Friday, March 28, 2008

Hadoop Summit notes

James Hamilton posts detailed notes ([1] [2] [3] [4] [5]) on the talks at the Hadoop Summit.

Hadoop is the open source version of Google GFS and MapReduce. Yahoo is pushing a lot of the development of Hadoop.

The notes cover talks on Hadoop, Yahoo Pig, Microsoft Dryad, Yahoo HBase, Facebook Hive, Yahoo ZooKeeper, and a few applications using these platforms.

James' notes are excellent, long, and detailed. I found several noteworthy tidbits in there.

Most of the Hadoop clusters are small, 2k nodes or less, often just tens of nodes. They have plans to expand to 5k. However, this seems to conflict with Yahoo's earlier announcement that they have Hadoop running on a "10,000 core Linux cluster".

They have hit problems with scheduling jobs -- "FIFO scheduling doesn't scale for large, diverse user bases", "We're investing heavily in scheduling to handle more concurrent jobs" -- but an attempt to deal with this by breaking one cluster into many virtual clusters called Hadoop on Demand is not working well -- "HoD scheduling implementation has hit the wall ... HoD was a good short term solution but not adequate for current usage levels. It's not able to handle the large concurrent job traffic Yahoo! is currently experiencing."

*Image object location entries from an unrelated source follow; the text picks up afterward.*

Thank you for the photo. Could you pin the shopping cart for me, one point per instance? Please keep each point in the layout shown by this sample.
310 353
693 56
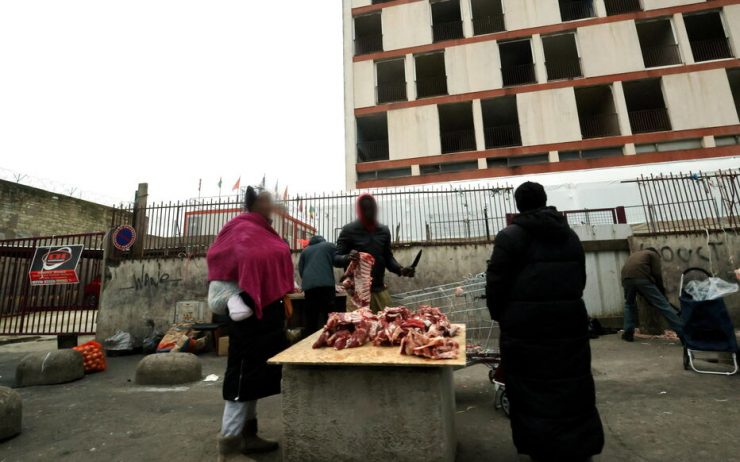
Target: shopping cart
464 302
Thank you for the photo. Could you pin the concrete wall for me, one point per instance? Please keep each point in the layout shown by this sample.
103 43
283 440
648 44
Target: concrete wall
611 48
30 212
473 67
407 25
521 14
719 253
549 116
413 132
699 99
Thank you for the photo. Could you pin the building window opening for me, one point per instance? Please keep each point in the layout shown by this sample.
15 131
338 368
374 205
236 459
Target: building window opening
391 78
561 57
456 128
645 106
368 34
501 122
431 77
372 138
488 16
517 65
571 10
707 36
446 20
658 43
614 7
596 112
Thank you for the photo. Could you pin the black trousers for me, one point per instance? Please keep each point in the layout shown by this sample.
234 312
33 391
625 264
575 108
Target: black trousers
319 303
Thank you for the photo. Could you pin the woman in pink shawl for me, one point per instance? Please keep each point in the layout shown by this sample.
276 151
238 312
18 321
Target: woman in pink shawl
251 254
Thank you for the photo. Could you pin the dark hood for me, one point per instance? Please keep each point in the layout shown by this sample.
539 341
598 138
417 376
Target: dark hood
545 223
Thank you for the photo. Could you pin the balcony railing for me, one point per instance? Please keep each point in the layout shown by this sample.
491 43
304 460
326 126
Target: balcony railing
447 31
457 141
573 10
391 91
563 69
431 86
665 55
488 24
650 120
599 125
519 74
368 151
621 6
368 44
707 50
502 136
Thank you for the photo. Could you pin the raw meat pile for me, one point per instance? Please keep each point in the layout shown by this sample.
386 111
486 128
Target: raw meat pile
358 280
425 332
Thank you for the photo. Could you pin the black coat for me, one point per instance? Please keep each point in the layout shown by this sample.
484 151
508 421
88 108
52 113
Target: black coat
251 343
355 236
535 283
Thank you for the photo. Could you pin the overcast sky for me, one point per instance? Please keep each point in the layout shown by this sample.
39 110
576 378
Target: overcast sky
102 95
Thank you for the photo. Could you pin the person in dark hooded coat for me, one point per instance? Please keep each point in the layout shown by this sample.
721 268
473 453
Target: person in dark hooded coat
535 283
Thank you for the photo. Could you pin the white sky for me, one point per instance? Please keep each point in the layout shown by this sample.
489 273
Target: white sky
103 95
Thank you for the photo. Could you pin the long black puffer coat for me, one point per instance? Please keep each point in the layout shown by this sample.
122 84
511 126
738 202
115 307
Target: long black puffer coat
536 278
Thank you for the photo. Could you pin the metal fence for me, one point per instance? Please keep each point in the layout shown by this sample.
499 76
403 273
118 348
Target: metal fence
691 202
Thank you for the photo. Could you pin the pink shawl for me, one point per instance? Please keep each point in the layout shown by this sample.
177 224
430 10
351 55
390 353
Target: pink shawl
250 252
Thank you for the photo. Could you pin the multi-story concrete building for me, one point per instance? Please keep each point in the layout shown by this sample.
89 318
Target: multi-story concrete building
443 90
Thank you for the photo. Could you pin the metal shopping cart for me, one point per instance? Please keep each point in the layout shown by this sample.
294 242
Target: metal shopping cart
464 302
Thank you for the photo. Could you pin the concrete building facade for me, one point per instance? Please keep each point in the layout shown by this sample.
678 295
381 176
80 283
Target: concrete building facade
445 90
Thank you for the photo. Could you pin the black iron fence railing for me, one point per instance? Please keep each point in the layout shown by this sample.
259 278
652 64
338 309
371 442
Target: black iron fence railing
431 86
599 125
650 120
563 69
387 92
447 31
368 44
489 24
520 74
706 50
502 136
573 10
664 55
457 141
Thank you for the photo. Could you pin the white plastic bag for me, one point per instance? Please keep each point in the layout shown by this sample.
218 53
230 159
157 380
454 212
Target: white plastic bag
710 289
219 293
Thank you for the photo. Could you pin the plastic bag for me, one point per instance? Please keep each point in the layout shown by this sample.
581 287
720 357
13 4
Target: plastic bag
710 289
219 293
93 355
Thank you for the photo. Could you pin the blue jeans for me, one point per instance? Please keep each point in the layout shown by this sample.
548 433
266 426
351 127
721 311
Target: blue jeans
654 297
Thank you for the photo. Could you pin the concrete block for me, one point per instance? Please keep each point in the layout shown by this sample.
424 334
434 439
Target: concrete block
368 413
168 369
49 368
10 413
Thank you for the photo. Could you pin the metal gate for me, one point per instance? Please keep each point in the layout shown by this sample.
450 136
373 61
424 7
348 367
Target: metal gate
49 310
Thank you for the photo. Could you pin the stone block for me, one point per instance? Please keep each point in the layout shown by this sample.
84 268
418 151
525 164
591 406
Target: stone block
168 369
49 368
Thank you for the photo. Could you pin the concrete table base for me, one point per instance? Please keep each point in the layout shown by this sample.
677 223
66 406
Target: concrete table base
366 413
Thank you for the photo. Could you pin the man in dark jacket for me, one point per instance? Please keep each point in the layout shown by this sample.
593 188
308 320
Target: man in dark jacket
316 267
367 235
535 283
642 274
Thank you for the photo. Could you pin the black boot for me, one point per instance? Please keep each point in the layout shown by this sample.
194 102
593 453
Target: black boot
253 443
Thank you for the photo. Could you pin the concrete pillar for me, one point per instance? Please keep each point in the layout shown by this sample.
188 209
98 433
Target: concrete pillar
480 136
620 104
538 52
410 70
682 38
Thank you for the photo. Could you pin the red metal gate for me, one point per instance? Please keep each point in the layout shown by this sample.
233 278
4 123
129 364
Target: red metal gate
49 310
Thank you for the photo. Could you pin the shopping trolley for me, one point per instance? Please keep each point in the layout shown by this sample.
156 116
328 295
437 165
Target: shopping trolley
464 302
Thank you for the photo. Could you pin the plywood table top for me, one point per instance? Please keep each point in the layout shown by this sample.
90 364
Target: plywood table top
303 353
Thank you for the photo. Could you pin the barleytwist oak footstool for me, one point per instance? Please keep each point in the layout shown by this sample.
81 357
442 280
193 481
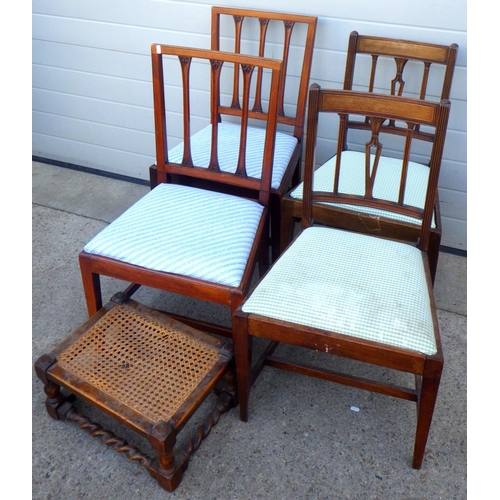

Joins are "hard to write in Hadoop" and even harder to optimize, which is part of the motivation for the higher level Pig language built on top of Hadoop. While the Pig team argues that their language is simpler and easier to use than SQL, they do have plans to write an SQL-like processing layer on top of Pig.

On the topic of joins, there apparently was a brief discussion comparing Hadoop/MapReduce data processing to more traditional databases where the primary difference mentioned was that databases have indexes where Hadoop and MapReduce have to create the equivalent of those indexes ad hoc for each job. While that is not a new point, considering it again makes me wonder if there might be a middle ground here where we retain older extracts and other intermediate results and reuse them for similar computations over the same data. That would have a similar effect as an index, but would have the advantages of being built on demand and targeted to the current workloads.

If there are other tidbits you found of interest in the notes (or you attended the conference and found other things to be of interest), please add a comment to this post!

Update: James adds a summmary post with a few more thoughts.

Update: As Doug Cutting and Chad Walters point out in the comments, a 2k node cluster easily could have 10k cores, so I struck my statement that only having 2k nodes seems to be in conflict with Yahoo's earlier announcement.

7 comments:

Chad said...

I think you are confusing nodes (a whole machine) and cores.

2000 nodes with 4 cores in each = 8000 cores.

2000 nods with 8 cores in each = 16000 cores.


So they could easily have 10,000 or more cores with 2500 4-core nodes or with fewer nodes and a mix of 4-core and 8-core boxes.

Greg Linden said...

Thanks, Chad. I was thinking that too, but decided that an average of 5 cores per node sounded like a lot. You are probably right though.

This may mean that the original Yahoo announcement of 10k cores in their cluster was a little misleading (or, at least, easily subject to misinterpretation).

Doug Cutting said...

Or perhaps just a round number? Why assume malice?

A cluster may have 1400 eight-core nodes of which 1347 are currently running, which, in round figures, is around 10k cores.

Greg Linden said...

Hi, Doug, good to hear from you! Thanks for coming by!

Sorry, I didn't mean to imply malice. My mistake, I should have been more careful with my phrasing.

Andrew Hitchcock said...

I don't think it should be called Yahoo HBase. It has been part of Hadoop from the very early stages and is now its own subproject. If anything–judging by the mailing list and contributors–it should be called Powerset HBase.

Greg Linden said...

Good point, Andrew. I'll fix it, thanks!

eric baldeschwieler said...

Pig, Hadoop and HBase are all Apache projects. Apache Pig/Hadoop/HBase would be the most correct usage. We are proud to be the largest contributors to Hadoop and Pig. But we don't own the projects.

I'm very excited to see other Hadoop community members taking the lead on HBase, Mahout and other projects!